The state of Georgia is facing a serious budget crisis, and many worthwhile
programs will inevitably be cut. Nevertheless, Gov. Sonny Perdue should do
everything possible to avoid shutting down alternative-to-prison programs.
Using those programs and building others to keep nonviolent offenders out of
expensive medium- and maximum-security prisons will save the state millions of
dollars in the future.

Indeed, to achieve a much saner long-term approach to corrections in this state
- where the convict population has doubled to more than 50,000 since 1992 -
Perdue should resurrect the sentencing guidelines he sidelined this year. They
were the recommendations of a task force appointed by former Gov. Roy Barnes
after a year of studying how to avoid prison overcrowding in the wake of much
tougher sentencing laws and policies passed in the 1990s.
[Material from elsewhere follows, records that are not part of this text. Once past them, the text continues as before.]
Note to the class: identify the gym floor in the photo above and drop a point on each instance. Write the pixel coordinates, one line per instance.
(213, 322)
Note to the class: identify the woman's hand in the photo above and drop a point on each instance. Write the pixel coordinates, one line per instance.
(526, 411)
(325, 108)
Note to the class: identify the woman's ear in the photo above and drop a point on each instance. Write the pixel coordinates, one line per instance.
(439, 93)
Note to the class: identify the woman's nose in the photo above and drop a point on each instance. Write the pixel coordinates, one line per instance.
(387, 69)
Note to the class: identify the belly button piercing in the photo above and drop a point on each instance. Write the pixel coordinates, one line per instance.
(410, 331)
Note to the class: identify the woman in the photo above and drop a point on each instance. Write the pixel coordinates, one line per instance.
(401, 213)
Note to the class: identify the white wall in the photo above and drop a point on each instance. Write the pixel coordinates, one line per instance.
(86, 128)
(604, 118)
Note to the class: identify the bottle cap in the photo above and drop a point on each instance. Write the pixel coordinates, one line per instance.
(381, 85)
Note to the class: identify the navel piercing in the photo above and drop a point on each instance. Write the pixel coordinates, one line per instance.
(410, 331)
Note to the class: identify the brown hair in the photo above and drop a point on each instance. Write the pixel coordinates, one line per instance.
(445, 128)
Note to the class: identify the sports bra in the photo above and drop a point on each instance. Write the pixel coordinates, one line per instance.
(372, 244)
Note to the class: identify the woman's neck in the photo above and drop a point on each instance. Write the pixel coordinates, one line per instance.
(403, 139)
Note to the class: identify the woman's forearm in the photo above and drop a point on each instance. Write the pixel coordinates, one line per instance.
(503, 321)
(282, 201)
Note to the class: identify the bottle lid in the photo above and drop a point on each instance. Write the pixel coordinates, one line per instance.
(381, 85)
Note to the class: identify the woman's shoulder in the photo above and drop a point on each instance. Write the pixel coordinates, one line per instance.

The guidelines include putting most nonviolent offenders into alternative
programs run by the Corrections department. Those alternatives range from
intensively supervised probation, with immediate incarceration for violations,
to diversion centers, where felons can work during the day and report in at
night. According to the sentencing task force, such alternatives can
dramatically cut the cost of dealing with nonviolent offenders, including the
drug felons who now make up 17 percent of the prison population.

For example, an offender sentenced to four-plus years for possession of cocaine
who might spend 20 months locked up and 31 months on parole --- costs the
state $32,864. If he violates his parole and has to be reincarcerated, the
number jumps to $40,547.

But if that same offender receives an alternative sentence, serving six months
at a diversion center and 30 months under intensive probation supervision, the
state's cost is just $11,538. If a nine-month residential drug treatment
program is thrown in, the cost goes up to $16,972. And the probability of
recidivism goes down because the offender can keep a job, housing and family
ties that make him less likely to return to drugs and crime.

It will take time to realize savings from changing how nonviolent offenders are
handled, and Perdue is dealing with an immediate budget crisis. Nonetheless,
the governor must have the guts to lead the state where he knows it needs to
go.

The sentencing guidelines are currently tied up in the work group Perdue
appointed to review what the previous task force had already done. The governor
should direct his staff to go ahead and implement them. He should keep the
existing diversion centers open, create more, and begin immediately to craft a
probation system to work with the centers. The sooner he does it, the quicker
the savings materialize.

Shutting down the alternative programs may be easy to do politically, but it
would be the essence of penny-wise, pound-foolish thinking.